The Energy Mix
02 Jul 2025, 19:29 GMT+10
Alberta has quietly removed its regulatory ceiling on natural gas flaring and the climate-busting methane emissions that result, after the industry exceeded those limits over the last two consecutive years, Reuters reports.
The news landed on the same day that analysts said the province's oil sands production would rise 5% this year, to a record 3.5 million barrels per day, CBC writes.
Last week, the Alberta Energy Regulator told Reuters it had lifted the gas flaring limit on instructions from the provincial government. AER data indicate that Alberta "flared approximately 912.7 million cubic metres of natural gas in 2024, exceeding the annual provincial limit of 670 million cubic metres by 36%," the news agency writes. "The province had exceeded the limit in 2023, with regulatory data showing total annual flare volumes of 753 million cubic metres that year."
Non-emergency flaring and venting "occur when oil field operators opt to burn the 'associated' gas that accompanies oil production, or simply release it to the atmosphere, rather than to build the equipment and pipelines to capture it," the International Energy Agency explains. "Flaring results in the release of substantial volumes of potent GHGs, including methane, black soot, and nitrous oxide."
Methane carries about 84 times the warming potential of carbon dioxide over the crucial 20-year span in which humanity will be scrambling to get climate change under control.
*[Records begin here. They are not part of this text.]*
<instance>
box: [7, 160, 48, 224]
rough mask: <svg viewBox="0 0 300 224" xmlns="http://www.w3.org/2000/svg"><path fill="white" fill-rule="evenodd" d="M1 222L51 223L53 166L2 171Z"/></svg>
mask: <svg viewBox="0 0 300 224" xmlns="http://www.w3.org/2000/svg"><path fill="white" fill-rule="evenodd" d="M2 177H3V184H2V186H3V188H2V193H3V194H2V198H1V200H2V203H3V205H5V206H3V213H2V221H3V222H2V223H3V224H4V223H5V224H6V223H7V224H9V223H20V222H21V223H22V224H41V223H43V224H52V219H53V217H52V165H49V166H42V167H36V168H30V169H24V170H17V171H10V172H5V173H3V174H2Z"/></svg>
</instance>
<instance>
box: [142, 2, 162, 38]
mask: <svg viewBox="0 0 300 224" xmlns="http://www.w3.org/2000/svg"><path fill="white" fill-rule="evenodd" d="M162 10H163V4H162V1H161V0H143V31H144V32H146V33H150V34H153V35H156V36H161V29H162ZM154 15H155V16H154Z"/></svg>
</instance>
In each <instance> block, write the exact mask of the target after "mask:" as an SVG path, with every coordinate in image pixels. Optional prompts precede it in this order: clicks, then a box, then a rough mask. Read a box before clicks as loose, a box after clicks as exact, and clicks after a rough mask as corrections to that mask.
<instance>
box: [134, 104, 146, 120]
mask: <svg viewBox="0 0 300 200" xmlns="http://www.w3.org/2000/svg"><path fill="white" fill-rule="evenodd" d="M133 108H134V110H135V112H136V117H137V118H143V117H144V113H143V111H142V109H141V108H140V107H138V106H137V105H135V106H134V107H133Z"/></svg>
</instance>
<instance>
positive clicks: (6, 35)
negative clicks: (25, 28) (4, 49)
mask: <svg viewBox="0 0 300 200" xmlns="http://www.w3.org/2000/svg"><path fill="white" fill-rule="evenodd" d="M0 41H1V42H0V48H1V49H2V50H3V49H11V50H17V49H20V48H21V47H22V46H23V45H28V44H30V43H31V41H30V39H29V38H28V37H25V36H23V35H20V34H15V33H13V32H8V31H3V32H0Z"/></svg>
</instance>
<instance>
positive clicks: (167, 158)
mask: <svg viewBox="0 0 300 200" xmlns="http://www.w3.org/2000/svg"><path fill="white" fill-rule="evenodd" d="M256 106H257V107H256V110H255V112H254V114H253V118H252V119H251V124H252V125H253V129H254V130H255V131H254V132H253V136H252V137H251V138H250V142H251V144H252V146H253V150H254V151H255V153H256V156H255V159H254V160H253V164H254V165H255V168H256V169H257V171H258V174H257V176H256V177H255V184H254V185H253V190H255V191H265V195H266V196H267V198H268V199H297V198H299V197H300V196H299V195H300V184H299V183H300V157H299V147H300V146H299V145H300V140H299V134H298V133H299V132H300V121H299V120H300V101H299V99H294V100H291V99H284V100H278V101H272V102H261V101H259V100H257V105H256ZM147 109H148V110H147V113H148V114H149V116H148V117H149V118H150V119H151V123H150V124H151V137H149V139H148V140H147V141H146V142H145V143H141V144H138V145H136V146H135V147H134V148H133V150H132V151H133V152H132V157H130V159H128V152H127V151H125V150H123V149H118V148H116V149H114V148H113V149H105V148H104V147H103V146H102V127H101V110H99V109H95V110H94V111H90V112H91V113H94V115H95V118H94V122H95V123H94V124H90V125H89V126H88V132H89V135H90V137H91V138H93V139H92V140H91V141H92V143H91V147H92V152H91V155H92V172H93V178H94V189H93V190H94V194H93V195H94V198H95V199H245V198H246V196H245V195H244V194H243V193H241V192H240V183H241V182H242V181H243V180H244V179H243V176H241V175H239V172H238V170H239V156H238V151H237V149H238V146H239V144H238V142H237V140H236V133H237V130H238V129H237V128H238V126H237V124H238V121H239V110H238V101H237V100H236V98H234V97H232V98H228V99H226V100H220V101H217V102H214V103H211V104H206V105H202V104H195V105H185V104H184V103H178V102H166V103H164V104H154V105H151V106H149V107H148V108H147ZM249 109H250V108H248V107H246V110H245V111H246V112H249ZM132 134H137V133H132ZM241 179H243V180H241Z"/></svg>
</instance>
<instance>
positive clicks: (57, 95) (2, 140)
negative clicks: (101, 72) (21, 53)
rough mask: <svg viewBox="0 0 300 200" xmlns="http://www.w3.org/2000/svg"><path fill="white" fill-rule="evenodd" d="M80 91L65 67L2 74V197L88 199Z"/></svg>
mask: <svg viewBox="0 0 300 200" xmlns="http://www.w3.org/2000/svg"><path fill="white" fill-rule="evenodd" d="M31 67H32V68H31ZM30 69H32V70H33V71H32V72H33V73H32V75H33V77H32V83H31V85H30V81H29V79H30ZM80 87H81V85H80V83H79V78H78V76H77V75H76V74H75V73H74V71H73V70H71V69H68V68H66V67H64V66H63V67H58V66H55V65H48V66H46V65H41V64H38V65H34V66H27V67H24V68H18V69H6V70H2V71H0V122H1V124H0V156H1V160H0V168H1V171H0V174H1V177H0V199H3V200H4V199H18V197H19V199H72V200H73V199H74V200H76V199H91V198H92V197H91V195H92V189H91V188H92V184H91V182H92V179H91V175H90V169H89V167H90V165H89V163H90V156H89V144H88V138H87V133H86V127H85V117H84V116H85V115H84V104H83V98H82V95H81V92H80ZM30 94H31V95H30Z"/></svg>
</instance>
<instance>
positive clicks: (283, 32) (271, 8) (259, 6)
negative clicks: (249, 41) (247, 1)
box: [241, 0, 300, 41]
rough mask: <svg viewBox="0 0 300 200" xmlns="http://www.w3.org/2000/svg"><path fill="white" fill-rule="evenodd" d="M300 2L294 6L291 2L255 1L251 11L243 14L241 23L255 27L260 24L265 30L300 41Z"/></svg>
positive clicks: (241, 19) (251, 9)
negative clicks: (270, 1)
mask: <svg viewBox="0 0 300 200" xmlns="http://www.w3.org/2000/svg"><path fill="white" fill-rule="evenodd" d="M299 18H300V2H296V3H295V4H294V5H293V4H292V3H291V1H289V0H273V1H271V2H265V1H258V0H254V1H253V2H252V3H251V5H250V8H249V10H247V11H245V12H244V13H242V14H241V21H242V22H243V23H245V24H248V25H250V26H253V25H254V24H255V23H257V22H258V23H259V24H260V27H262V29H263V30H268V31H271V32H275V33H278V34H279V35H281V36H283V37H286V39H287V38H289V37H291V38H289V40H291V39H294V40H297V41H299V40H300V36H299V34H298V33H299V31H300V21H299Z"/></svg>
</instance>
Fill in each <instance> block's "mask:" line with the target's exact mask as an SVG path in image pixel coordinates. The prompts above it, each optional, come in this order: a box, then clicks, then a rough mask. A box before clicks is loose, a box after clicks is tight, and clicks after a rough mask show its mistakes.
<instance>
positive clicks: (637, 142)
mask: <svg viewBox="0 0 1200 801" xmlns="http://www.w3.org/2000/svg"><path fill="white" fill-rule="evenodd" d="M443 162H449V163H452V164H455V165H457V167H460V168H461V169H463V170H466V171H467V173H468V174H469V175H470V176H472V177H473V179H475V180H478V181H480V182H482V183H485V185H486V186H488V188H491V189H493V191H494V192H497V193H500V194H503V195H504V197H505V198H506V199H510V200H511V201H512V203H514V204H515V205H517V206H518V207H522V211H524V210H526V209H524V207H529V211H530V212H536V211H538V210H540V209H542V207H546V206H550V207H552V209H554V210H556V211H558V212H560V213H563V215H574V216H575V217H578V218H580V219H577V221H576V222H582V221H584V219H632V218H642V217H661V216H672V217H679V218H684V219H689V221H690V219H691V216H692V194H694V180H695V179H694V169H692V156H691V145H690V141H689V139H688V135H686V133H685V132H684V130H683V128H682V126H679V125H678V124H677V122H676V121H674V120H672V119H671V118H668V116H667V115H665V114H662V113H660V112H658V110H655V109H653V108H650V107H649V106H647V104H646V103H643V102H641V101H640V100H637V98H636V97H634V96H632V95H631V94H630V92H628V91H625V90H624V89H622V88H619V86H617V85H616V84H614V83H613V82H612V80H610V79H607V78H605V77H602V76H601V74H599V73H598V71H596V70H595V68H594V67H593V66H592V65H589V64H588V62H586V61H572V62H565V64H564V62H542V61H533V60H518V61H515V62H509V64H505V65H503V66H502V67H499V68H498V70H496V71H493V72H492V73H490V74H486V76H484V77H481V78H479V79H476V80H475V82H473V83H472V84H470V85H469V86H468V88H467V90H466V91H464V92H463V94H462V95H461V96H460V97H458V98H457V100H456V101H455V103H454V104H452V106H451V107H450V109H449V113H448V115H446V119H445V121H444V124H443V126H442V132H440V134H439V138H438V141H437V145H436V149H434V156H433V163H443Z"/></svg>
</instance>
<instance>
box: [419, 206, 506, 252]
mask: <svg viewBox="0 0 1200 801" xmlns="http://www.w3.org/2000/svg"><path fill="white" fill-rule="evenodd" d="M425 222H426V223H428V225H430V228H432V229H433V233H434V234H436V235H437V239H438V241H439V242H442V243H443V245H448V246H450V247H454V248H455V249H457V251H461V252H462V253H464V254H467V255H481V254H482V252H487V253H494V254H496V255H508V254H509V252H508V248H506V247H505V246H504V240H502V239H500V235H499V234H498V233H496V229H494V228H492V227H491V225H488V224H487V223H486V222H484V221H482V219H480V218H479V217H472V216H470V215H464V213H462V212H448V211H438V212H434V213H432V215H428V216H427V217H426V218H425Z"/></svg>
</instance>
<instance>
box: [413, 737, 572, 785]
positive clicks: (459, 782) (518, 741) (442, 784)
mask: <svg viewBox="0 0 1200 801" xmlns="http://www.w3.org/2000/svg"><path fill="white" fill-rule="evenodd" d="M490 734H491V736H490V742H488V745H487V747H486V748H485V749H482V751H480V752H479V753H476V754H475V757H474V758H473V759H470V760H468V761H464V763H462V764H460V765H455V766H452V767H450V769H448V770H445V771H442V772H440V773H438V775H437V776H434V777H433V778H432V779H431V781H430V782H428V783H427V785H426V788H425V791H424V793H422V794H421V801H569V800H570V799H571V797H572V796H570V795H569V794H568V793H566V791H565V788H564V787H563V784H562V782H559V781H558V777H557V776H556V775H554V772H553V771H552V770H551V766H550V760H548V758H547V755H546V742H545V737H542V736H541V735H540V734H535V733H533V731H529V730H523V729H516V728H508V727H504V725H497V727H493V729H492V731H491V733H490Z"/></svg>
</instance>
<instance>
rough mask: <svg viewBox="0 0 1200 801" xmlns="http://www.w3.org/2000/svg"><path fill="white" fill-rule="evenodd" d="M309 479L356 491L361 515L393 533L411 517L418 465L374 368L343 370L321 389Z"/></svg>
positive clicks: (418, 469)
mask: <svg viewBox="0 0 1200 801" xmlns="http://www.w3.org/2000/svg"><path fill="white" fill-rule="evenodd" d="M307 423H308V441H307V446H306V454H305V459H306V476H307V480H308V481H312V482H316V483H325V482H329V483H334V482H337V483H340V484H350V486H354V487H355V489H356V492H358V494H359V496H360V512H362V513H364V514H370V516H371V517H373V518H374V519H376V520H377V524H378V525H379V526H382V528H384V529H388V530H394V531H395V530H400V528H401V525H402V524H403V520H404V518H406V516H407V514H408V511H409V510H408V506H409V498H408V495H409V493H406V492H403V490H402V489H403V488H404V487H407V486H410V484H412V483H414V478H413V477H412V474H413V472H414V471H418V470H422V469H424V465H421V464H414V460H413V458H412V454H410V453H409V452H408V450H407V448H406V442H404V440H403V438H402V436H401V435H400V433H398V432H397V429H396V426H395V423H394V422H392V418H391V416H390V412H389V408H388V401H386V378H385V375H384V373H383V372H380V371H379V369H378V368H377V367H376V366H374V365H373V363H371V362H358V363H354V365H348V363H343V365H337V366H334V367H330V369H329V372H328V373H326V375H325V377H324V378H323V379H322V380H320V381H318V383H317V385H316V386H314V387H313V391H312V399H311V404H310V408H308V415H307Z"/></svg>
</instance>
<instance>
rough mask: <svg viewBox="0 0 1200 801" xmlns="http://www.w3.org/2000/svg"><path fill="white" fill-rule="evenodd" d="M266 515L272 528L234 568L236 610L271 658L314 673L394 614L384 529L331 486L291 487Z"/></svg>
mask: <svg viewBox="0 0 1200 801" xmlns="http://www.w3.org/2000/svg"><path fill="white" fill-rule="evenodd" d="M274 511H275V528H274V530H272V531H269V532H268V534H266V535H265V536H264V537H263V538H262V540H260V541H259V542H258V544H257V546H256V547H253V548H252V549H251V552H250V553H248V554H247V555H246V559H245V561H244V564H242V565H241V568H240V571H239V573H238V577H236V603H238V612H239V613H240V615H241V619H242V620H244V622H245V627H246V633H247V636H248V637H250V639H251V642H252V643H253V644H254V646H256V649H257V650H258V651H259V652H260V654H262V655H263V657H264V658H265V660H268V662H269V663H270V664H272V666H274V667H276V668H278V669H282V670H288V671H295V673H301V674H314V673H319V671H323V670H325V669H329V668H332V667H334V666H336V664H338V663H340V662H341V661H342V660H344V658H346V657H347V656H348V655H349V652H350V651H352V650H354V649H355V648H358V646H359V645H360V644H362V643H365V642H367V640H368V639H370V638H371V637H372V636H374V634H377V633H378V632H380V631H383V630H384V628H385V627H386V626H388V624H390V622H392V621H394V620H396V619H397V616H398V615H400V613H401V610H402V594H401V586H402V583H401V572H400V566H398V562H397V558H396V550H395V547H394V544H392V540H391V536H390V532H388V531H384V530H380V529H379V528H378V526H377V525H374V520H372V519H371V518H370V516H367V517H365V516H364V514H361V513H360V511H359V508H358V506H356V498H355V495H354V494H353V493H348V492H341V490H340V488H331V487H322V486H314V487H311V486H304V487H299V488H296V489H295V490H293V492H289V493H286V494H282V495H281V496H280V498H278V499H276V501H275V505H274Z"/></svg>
The World Bank estimates that eliminating flaring would prevent the equivalent of at least 381 million tonnes of carbon dioxide pollution per year, Reuters says.
A spokesperson for Environment Minister Rebecca Shulz, said "the province launched a review of its flare gas policy after the oil and gas industry exceeded the limit for the first time in 2023," Reuters says. "He said the province determined the 20-year-old flaring limit no longer served as an effective policy for reducing flaring and the ceiling did not account for increased oil production in the province or new emissions-reduction strategies."
Meanwhile, analysts at S&P Global Commodity Insights say Canada's oil sands production is on the rise, not because any new projects have come online, but due to smaller plant expansions and process improvements, CBC reports.
"The increased trajectory for Canadian oil sands production growth amidst a period of oil price volatility reflects producers' continued emphasis on optimization-and the favourable economics that underpin such operations," the firm's chief Canadian oil analyst, Kevin Birn, in a statement. "This large resource base provides ample room for producers to find debottlenecking opportunities, decrease downtime, and increase throughput."
In March, Environment and Climate Change Canada's latest emissions inventory report found that climate pollution from oil sands production increased 143% between 2005 and 2023. At the time, veteran energy analyst P.J. Partington spotlighted the "tremendous variation in emissions trends" across the various elements of the Canadian fossil industry: While oil and gas emissions rose 7% across the board between 2005 and 2023, "the oil sands are in a league of their own."
Fast forward two months, and "we can't lose sight of the fact that greenhouse gas emissions from the oil sands are also hitting record levels because the consequences are all around us in the climate change-fuelled wildfires, heat waves, and extreme weather that are disrupting lives and the economy," Greenpeace Canada Senior Energy Strategist Keith Stewart told CBC. "This is why the federal government needs to implement its long-promised cap on greenhouse gas emissions from the oil and gas sector."